Matt started his career with Bank of America in 1992 in Tampa, Florida. He spent time on the Technology Planning & Control team before moving to the Global Corporate Investment Bank. There, he completed corporate credit training and managed a Business Assessment & Software Development team that supported Corporate Finance, Capital Markets (NCMI), Loan Syndications, Corporate Credit Services, High Yield Capital Markets, FX Trading, and the Financial Buyers Groups in Chicago, Charlotte, Dallas, and New York.
In 1997, he joined the Petroleum Trading Group at Koch Industries assigned primarily to acquisition due diligence and development of a new petroleum and derivatives trading floor in London. He led merger and acquisition diligence for various refineries and petroleum distillation operations in Rotterdam, London, Luxembourg, Breda, and Dusseldorf. He also supported petroleum-trading operations in Wichita, London, and Singapore.
After returning from London in 1998, he resumed his employment with Bank of America.
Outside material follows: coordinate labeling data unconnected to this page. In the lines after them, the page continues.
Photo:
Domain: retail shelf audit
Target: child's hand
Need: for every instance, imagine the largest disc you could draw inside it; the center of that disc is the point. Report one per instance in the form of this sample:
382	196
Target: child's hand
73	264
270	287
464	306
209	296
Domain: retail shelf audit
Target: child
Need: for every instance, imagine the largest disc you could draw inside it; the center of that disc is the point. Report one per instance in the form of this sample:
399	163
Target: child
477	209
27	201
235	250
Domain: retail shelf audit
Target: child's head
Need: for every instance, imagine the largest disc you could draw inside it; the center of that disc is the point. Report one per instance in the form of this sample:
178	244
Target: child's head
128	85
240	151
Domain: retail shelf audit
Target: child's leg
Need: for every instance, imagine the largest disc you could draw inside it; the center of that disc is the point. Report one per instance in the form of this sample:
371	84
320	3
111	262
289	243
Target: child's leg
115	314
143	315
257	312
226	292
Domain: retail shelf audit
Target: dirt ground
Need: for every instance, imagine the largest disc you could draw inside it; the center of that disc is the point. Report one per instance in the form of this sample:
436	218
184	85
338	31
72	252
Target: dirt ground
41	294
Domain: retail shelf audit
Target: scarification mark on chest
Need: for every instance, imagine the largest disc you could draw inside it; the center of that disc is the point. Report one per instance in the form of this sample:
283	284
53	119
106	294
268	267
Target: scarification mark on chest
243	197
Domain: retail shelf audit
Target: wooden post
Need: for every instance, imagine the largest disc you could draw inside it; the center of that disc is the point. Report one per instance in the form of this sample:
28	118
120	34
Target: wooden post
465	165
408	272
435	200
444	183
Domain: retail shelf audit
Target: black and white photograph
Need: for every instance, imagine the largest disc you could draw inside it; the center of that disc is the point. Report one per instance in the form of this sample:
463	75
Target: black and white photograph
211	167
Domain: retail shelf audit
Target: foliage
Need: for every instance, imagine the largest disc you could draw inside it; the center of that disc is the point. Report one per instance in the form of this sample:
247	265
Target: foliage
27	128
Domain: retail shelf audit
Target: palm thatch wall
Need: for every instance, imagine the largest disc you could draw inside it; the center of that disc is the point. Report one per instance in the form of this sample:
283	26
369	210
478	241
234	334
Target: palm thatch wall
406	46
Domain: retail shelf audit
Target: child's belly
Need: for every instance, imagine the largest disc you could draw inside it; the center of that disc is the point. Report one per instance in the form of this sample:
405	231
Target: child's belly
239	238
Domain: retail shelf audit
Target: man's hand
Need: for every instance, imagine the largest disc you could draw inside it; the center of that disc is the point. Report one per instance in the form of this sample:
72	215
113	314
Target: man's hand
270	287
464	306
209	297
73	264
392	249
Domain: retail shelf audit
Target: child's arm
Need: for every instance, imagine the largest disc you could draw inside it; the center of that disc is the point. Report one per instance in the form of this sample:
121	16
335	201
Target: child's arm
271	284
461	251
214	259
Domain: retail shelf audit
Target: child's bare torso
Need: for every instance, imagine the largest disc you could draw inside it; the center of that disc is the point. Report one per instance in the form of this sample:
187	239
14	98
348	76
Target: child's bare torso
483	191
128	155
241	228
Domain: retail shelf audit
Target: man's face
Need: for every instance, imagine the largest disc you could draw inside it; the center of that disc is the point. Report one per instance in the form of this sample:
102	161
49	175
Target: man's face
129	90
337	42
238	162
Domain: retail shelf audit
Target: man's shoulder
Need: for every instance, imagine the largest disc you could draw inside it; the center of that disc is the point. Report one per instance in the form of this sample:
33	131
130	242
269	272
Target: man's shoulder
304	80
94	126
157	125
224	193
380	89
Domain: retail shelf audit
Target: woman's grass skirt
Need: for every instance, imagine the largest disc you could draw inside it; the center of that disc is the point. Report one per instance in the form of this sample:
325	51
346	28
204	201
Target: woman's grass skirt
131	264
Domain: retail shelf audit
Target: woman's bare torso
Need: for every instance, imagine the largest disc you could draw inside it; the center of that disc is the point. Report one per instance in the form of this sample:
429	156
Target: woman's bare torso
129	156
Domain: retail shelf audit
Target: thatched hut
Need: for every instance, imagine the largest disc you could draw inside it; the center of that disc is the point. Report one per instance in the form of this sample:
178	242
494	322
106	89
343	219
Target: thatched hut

In 2001, he assumed responsibility for business planning and project management of Bank of America's Global Corporate Investment Bank, Global Treasury Services, and the Asset Management Group's network and data center infrastructure. He managed $163 million in expense allocations and over $69 million in annual capital expenditures on behalf of the shareholders. Additionally, he was the financial transparency executive for the bank’s $1.9 billion Network Computing Group organization.
Key accomplishments include the Six Sigma designed 2000 node distributed high performance compute environment supporting the Global Corporate Investment Bank, the Bank's ASP / ISP strategy, Enterprise Systems Management and Mainframe Automation infrastructure deployment, standardized project management and service delivery processes, and management of the first Gartner TITE benchmark for the firm's technology spend.
During his tenure at Vanderbilt, he develops and maintains a rolling 3 year strategic plan for network computing. The initial plan provided a transformation that led to $2.3 million in operating savings, a digital life initiative, enhanced availability, process professionalization, staff certification, ITIL implementation, enhanced network security and expanded partnerships with Sprint, Verizon, and AT&T. Presently, he works closely with faculty and researchers to find ways in which technology can better enable learning, collaboration, and research. He also developed Vanderbilt’s first e-discovery and computer forensic team.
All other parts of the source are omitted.